In 1990 Yoshida et al and coworkers in the Fujisawa laboratories in Tsukuba, Japan, a science city 60 km North East of Tokyo, reported the partial structural elucidation of remarkable natural product from Streptoverticillium fervens.1 That the compound was a 5'-amino-5'-deoxydihydrouridine derivative was unusual but not especially exciting. However, the fact that FR-900848 (1), the unassuming Fujisawa file number for the new natural product, possessed an unusual fatty acid side chain was most noteworthy. This fatty acid residue is endowed with five cyclopropanes, four of which are contiguous. At that time there remained eleven elements of ambiguity in the structure: the geometry of the isolated alkene, the stereochemistry of the isolated cyclopropane and the stereochemistry of the quatercyclopropane unit.

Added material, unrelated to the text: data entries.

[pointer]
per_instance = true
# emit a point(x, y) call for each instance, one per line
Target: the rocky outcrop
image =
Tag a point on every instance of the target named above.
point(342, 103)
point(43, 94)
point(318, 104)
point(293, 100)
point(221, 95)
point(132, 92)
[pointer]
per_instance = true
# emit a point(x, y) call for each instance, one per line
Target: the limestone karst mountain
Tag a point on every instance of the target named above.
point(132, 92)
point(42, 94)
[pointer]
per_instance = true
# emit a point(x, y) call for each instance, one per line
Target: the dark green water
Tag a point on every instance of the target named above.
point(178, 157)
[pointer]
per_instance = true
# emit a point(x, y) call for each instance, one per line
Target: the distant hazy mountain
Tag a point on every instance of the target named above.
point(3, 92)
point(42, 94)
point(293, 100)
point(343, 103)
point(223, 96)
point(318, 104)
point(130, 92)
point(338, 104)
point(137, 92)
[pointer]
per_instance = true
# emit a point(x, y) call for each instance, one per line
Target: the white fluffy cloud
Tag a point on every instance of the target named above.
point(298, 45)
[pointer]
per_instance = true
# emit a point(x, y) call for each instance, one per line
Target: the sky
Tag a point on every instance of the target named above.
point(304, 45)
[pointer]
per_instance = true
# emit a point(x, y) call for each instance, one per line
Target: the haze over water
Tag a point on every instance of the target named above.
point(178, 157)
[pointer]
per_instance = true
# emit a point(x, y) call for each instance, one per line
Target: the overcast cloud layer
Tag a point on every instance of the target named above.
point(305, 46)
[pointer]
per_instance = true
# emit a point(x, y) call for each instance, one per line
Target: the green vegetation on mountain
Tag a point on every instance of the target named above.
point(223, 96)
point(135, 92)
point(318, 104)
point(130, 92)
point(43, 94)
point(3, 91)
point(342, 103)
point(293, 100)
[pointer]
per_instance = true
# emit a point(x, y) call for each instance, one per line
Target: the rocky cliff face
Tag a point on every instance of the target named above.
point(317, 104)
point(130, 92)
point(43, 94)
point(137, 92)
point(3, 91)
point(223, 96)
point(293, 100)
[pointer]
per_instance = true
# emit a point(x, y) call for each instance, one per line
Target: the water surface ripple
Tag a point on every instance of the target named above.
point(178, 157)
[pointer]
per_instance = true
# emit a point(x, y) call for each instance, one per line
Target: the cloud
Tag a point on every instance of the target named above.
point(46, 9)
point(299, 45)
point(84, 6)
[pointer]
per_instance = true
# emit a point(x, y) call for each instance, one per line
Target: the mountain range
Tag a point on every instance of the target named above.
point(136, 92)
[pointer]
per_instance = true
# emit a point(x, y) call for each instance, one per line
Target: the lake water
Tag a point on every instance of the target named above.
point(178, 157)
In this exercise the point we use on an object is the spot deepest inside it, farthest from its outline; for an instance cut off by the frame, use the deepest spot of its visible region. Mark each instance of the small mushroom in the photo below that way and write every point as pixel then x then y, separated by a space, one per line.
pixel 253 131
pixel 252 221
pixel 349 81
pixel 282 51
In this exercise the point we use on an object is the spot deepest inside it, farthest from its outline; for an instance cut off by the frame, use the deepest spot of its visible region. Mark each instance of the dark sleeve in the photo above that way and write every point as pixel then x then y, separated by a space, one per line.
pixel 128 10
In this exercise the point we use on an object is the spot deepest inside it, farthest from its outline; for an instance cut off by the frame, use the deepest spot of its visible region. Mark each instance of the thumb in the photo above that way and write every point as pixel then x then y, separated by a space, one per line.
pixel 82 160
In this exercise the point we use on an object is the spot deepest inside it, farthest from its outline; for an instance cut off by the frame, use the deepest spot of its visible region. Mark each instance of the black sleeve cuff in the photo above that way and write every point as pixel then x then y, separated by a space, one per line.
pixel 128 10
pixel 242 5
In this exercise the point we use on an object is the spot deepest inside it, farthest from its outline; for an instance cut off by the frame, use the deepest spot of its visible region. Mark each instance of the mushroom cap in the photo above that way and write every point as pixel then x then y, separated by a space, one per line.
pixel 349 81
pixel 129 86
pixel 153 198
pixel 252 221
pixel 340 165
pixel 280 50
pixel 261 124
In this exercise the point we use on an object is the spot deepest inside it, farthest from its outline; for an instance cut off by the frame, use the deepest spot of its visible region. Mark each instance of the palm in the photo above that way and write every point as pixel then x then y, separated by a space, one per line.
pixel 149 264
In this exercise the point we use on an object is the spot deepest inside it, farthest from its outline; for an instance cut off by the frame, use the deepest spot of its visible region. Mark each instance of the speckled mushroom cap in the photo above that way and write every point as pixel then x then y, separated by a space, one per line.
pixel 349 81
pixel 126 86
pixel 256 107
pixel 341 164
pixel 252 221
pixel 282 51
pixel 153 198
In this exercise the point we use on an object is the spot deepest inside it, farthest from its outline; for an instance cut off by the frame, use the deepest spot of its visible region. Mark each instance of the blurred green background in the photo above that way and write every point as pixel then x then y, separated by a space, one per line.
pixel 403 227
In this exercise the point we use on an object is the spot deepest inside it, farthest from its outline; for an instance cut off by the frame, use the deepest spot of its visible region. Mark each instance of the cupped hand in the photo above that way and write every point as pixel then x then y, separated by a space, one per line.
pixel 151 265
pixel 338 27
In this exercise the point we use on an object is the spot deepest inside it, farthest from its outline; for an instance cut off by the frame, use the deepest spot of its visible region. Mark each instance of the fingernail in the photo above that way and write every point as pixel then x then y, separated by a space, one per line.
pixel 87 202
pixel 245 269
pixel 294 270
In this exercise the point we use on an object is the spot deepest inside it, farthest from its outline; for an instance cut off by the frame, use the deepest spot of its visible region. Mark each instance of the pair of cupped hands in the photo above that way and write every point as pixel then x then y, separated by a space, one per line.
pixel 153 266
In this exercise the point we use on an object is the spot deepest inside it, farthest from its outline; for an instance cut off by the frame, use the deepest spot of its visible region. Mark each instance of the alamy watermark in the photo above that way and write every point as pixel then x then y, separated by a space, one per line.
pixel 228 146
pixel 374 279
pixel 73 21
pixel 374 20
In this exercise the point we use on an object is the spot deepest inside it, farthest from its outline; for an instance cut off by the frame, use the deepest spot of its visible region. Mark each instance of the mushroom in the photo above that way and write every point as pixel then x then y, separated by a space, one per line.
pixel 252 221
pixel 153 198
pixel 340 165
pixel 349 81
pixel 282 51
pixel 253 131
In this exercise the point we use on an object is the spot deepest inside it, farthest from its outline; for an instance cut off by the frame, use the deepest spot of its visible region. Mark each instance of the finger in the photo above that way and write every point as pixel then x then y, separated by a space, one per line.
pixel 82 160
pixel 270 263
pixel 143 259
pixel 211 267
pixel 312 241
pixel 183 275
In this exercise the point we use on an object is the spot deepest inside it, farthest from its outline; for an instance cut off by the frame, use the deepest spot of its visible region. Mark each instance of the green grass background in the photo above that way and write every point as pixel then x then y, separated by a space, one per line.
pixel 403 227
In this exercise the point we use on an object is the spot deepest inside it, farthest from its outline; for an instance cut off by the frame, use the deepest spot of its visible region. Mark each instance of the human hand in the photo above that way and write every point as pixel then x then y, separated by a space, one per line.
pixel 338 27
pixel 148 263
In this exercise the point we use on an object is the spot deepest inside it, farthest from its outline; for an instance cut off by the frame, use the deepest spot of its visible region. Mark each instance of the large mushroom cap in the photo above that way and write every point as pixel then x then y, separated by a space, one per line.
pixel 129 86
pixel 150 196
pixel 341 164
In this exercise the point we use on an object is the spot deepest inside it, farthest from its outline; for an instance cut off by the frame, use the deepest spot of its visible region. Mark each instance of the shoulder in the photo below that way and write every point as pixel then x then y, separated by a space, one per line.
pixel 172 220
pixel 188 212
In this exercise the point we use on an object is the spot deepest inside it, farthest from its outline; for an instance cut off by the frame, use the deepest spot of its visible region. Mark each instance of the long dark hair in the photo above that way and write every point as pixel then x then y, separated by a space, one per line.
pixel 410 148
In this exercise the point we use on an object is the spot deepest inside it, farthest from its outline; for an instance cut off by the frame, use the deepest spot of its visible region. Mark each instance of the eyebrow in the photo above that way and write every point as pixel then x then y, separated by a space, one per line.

FR-900848 (1) shows potent, selective activity against filamentous fungi such as Aspergillus niger, Mucor rouxianus, Aureobasidium pullulans, and various Trichophyton sp. etc. In contrast it is essentially inactive against non-filamentous fungi such as Candida albicans and Gram -positive and -negative bacteria. It shows activity in-vivo and is not appreciably toxic. Thus FR-900848 (1) represents a significant new lead for the design of nucleoside antifungal agents active against the major human pathogen Aspergillus fumigatus.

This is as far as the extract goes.